Том 6. Поднятая целина. Книга первая | страница 57



Хопров с наслаждением наблюдал, как под цвет седоватым усам становится лицо Якова Лукича. Были общее замешательство и испуг. Лютая радость распирала грудь Хопрова, он кидал слова, — словно со стороны, как чужую речь, слышал свой голос.

— Никакого офицера у меня нету, — глухо сказал Яков Лукич. — Иржала моя кобылка, а воду в мякинник я не носил, помои иной раз… Кабан у нас там…

— Голос твоей кобыленки я знаю, меня не обманешь! Да мне-то что? А в вашем деле я не участник, а вы угадывайте…

Хопров надел папаху, — глядя по сторонам, пошел к двери. Ему загородил дорогу Лапшинов. Седая борода его тряслась, он, как-то странно приседая, разводя руками, спросил:

— Доносить идешь, Июда? Проданный? А ежели сказать, что ты в карательном, с калмыками…

— Ты, дед, не сепети! — с холодным бешенством заговорил Хопров, подымая на уровень лапшиновской бороды свой литой кулак. — Я сам спервоначалу на себя донесу, так и скажу: был в карателях, был подхорунжий, судите… Но-о-о и вы глядите! И ты, старая петля кобылья… И ты… — Хопров задыхался, в широкой груди его хрипело, как в кузнечном мехе. — Ты из меня кровя все высосал! Хоть раз над тобой поликовать!

Не размахиваясь, тычком он ударил Лапшинова в лицо и вышел, хлопнув дверью, не глянув на упавшего у притолоки старика. Тимофей Борщев принес порожнее ведро. Лапшинов встал над ведром на колени. Черная кровь ударила из его ноздрей, словно из вскрытой вены. В потерянной тишине слышно было лишь, как всхлипывает, скрежещет зубами Лапшинов да цедятся, звенят по стенке ведра, стекая с лапшиновской бороды, струйки крови.

— Вот теперь мы пропали вовзя́т![27] — сказал многосемейный раскулаченный Гаев.

И тотчас же вскочил Николай Люшня, не попрощавшись, не покрыв головы шапкой, кинулся из хаты. За ним степенно вышел Атаманчуков, тоненько и хриповато сказав на прощанье:

— Надо расходиться, а то добра не дождешься.

Несколько минут Яков Лукич сидел молча. Сердце у него, казалось, распухло и подкатило к глотке.
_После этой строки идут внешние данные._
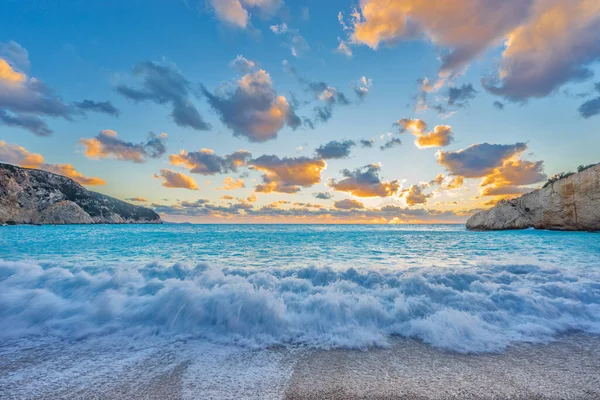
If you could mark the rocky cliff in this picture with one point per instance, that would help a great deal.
(31, 196)
(570, 204)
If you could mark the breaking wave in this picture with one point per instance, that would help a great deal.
(475, 309)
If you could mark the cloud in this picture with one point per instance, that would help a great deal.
(459, 96)
(464, 27)
(31, 123)
(305, 212)
(242, 65)
(14, 154)
(343, 48)
(555, 45)
(231, 184)
(23, 100)
(104, 107)
(323, 195)
(365, 182)
(206, 162)
(515, 172)
(253, 109)
(362, 87)
(15, 54)
(440, 136)
(366, 143)
(172, 179)
(591, 107)
(414, 195)
(478, 160)
(237, 12)
(287, 175)
(547, 43)
(107, 145)
(335, 149)
(348, 204)
(392, 142)
(294, 40)
(164, 84)
(329, 96)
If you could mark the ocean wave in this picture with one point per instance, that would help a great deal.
(474, 309)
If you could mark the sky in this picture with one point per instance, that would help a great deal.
(304, 111)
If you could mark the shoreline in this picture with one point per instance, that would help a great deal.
(567, 368)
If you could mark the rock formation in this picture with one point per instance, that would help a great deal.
(571, 204)
(31, 196)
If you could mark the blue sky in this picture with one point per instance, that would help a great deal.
(84, 50)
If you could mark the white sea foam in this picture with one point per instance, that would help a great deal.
(475, 309)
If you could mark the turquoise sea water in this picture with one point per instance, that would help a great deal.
(351, 286)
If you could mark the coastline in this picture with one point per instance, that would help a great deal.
(567, 368)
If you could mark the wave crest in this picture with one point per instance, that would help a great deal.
(476, 309)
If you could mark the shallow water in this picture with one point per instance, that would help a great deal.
(350, 286)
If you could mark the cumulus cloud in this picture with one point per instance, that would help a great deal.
(348, 204)
(104, 107)
(365, 182)
(108, 145)
(172, 179)
(555, 45)
(459, 96)
(24, 100)
(307, 212)
(513, 173)
(323, 195)
(478, 160)
(237, 12)
(14, 154)
(287, 175)
(164, 84)
(253, 109)
(343, 48)
(32, 123)
(206, 162)
(415, 195)
(547, 43)
(328, 96)
(335, 149)
(441, 135)
(591, 107)
(362, 87)
(366, 144)
(242, 65)
(231, 184)
(392, 142)
(294, 40)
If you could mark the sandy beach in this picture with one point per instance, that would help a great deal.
(568, 368)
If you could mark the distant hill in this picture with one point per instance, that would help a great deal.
(32, 196)
(568, 202)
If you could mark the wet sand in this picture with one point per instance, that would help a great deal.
(568, 368)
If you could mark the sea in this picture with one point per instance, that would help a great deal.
(228, 311)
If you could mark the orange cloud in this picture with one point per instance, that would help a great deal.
(440, 136)
(18, 155)
(232, 184)
(365, 182)
(172, 179)
(287, 175)
(107, 145)
(9, 75)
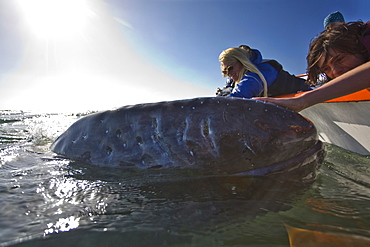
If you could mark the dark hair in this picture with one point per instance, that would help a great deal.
(346, 38)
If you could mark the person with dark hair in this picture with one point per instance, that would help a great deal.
(339, 58)
(333, 20)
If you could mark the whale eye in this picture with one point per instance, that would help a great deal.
(118, 133)
(139, 140)
(109, 150)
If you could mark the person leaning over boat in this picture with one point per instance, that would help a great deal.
(340, 58)
(250, 75)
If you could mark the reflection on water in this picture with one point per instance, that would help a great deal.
(49, 201)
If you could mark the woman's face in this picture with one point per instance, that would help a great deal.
(334, 63)
(232, 70)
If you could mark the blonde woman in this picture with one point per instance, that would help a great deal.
(251, 76)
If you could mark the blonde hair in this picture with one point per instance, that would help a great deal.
(242, 54)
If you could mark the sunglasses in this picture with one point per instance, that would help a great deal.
(228, 70)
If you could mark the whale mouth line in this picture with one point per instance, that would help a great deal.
(257, 139)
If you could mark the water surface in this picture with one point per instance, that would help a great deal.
(46, 200)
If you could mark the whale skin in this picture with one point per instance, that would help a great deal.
(221, 134)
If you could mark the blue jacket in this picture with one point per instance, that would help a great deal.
(251, 84)
(278, 81)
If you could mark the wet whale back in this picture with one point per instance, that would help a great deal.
(230, 134)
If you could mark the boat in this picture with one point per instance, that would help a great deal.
(343, 121)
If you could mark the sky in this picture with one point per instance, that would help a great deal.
(79, 55)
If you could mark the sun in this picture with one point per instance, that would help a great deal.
(55, 18)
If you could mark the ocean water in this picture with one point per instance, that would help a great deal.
(46, 200)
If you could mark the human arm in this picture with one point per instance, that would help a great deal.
(250, 86)
(350, 82)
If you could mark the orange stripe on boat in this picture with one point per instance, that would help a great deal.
(362, 95)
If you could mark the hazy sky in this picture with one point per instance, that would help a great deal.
(59, 55)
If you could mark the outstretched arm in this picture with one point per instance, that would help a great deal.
(350, 82)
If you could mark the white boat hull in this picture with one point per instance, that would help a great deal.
(345, 124)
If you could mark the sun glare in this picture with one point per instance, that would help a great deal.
(54, 18)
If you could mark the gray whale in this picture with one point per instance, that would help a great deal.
(221, 134)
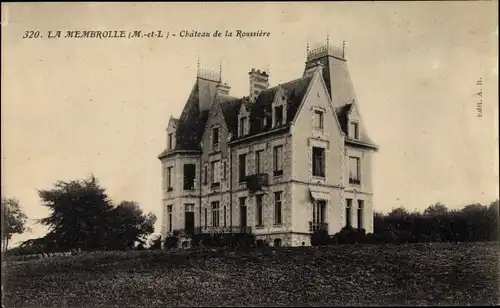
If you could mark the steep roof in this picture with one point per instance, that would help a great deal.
(343, 116)
(194, 116)
(230, 107)
(294, 91)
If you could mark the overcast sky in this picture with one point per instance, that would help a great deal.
(72, 107)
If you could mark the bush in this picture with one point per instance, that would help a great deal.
(349, 235)
(230, 240)
(171, 241)
(320, 238)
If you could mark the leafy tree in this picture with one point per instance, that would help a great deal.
(128, 226)
(398, 212)
(78, 217)
(14, 220)
(155, 242)
(437, 209)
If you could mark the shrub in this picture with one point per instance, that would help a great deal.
(320, 238)
(349, 235)
(171, 241)
(230, 240)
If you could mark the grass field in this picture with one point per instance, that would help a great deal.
(414, 274)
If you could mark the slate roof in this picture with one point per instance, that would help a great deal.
(191, 123)
(195, 114)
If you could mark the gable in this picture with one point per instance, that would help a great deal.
(316, 100)
(192, 121)
(353, 114)
(172, 124)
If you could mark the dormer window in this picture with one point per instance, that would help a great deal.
(170, 141)
(318, 119)
(354, 130)
(278, 115)
(215, 139)
(243, 126)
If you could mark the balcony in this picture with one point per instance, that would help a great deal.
(354, 181)
(315, 226)
(223, 230)
(255, 182)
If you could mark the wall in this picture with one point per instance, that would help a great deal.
(305, 136)
(276, 183)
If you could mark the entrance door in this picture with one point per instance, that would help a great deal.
(189, 219)
(189, 222)
(243, 215)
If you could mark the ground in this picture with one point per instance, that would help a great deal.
(413, 274)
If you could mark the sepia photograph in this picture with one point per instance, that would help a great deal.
(250, 154)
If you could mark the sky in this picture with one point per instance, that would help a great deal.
(75, 107)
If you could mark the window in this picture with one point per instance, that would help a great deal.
(354, 170)
(277, 242)
(278, 115)
(243, 167)
(243, 129)
(353, 130)
(215, 175)
(318, 119)
(170, 141)
(215, 214)
(318, 161)
(259, 161)
(189, 176)
(319, 210)
(360, 214)
(225, 213)
(169, 211)
(264, 122)
(277, 208)
(206, 217)
(169, 179)
(348, 212)
(278, 160)
(243, 212)
(258, 201)
(215, 139)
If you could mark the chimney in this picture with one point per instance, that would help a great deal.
(223, 88)
(312, 67)
(259, 81)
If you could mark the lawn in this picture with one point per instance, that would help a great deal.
(346, 275)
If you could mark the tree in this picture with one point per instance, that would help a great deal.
(128, 226)
(437, 209)
(400, 211)
(78, 214)
(155, 242)
(14, 220)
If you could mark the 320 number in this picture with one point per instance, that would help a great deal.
(31, 34)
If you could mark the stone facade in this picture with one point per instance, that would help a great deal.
(298, 147)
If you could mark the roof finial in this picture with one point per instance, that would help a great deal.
(220, 71)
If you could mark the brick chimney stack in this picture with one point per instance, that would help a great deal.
(259, 81)
(223, 88)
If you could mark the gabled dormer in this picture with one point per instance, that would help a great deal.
(244, 120)
(171, 133)
(353, 125)
(279, 107)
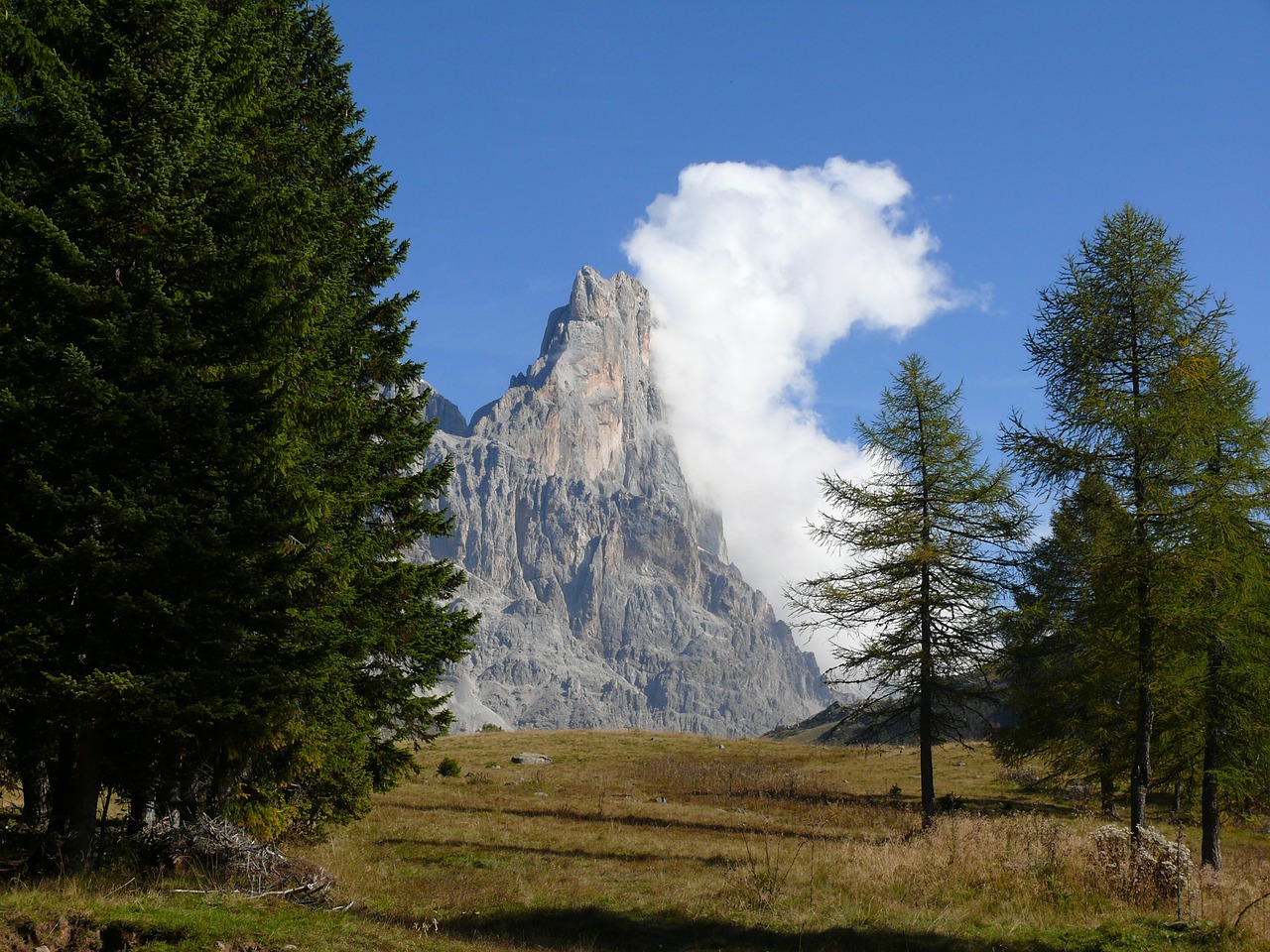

Трудно стало дышать. Напористо била в голову кровь, а на лбу выступила холодная испарина. Он встал, когда уже многие ушли; брезгливо обходя склонившегося над ведром Лапшинова, тихо сказал Тимофею Рваному:

— Пойдем со мной, Тимофей!

Тот молча надел пиджак, шапку. Вышли. По хутору гасли последние огни.

— Куда пойдем-то? — спросил Тимофей.

— Ко мне.

— Зачем?

— Потом узнаешь, давай поспешать.

Яков Лукич нарочно прошел мимо сельсовета, там не было огня, темнотой зияли окна. Вошли на баз к Якову Лукичу. Возле крыльца он остановился, тронув рукав Тимофеева пиджака.